One possibility is to put DCFC's in vehicles and run them directly on charcoal. If it works, it would be mighty convenient; however, it may be too much of a stretch. DCFC's are based on molten-carbonate chemistry and might be too fragile, hot or difficult to cold-start to make them suitable for the job; they are being investigated for powering ships, but cars and even heavy trucks may be too small. (Carbon storage is also an issue, if it's going to be sequestered.) If the fuel cell can't go on the vehicle, electricity has to be generated elsewhere and stored on the vehicle.

That means the possibilities are limited only by the capabilities of batteries. For over a century that capability was limited indeed, but that's changing with amazing speed. The drive to pack more energy into smaller cellphones and laptops has led to an explosion of new technology with performance once found only in science fiction. It used to be sized and priced like gemstones, but it's getting to be available in economy-size packages too.

I won't go too far into the details of these technologies, except to detail their breadth. Lithium-ion batteries are coming in at least two new flavors, one based on titanium oxide and the other on iron phosphate; these have already hit the market in high-performance cordless tools. Lead-acid batteries look to make a comeback, with carbon foam replacing bulk metal for electrical connections and mechanical strength (eliminating most of the corrosion which limited their lifespan and also slashing the weight). There's even a dark horse in the race, an ultracapacitor from EEStor. These batteries charge in minutes (Altair Nano claims 0-80% in 60 seconds flat or 0-100% in 6 minutes for 15,000 cycles; ultracaps are probably limited only by the wiring); it could make filling at a gas pump feel slow.

These technologies are hitting limited-production vehicles today. Tesla Motors has sold out its first run of electric roadsters, powered by off-the-shelf lithium-ion cells. 250 miles of range is enough for lots of driving, and a network of fast charging stations would make them suitable for most trips.
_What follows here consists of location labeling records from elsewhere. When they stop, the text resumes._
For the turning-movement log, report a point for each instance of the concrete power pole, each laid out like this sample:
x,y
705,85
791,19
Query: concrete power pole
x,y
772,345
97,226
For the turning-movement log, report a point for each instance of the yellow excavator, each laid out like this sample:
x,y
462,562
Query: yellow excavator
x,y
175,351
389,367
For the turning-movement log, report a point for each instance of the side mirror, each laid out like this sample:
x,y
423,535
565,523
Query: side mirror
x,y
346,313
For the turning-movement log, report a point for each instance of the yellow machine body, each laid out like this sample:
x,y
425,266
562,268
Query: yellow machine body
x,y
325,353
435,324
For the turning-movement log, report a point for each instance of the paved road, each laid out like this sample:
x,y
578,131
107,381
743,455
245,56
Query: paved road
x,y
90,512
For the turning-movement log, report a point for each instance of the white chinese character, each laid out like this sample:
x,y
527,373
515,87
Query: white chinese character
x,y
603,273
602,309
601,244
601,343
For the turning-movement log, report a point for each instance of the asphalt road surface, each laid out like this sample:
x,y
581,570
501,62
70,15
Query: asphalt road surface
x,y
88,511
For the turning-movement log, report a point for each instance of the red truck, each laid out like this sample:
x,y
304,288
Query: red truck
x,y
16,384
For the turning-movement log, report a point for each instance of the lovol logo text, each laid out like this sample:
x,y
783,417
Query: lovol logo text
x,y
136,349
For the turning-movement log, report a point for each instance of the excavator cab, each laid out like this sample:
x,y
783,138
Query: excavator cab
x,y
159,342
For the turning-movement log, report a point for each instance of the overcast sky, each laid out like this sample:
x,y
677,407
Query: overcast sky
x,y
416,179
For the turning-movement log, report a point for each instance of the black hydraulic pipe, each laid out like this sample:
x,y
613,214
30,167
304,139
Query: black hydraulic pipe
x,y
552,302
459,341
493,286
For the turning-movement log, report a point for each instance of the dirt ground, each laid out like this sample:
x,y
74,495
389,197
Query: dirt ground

But most of us can't afford cars with $30,000 battery packs just to run on electrons. Fortunately, most driving is within a few tens of miles of home; some estimate that a car which can run its first 60 miles on electricity before switching on a conventional engine can eliminate 80% of liquid fuel demand. (Shorter ranges would probably be effective as well; 30 miles of electric range would probably suffice to replace well over half of that 80%, because shorter trips could still be all-electric.) This isn't science fiction; CalCars has already done this with the Prius+. The combination of hybrid efficiency and grid-power assist turns a sedan which might attain 35 MPG with a standard drivetrain into an economy monster which can average up to 180 MPG of gasoline, plus 200 watt-hours of grid juice per electric mile.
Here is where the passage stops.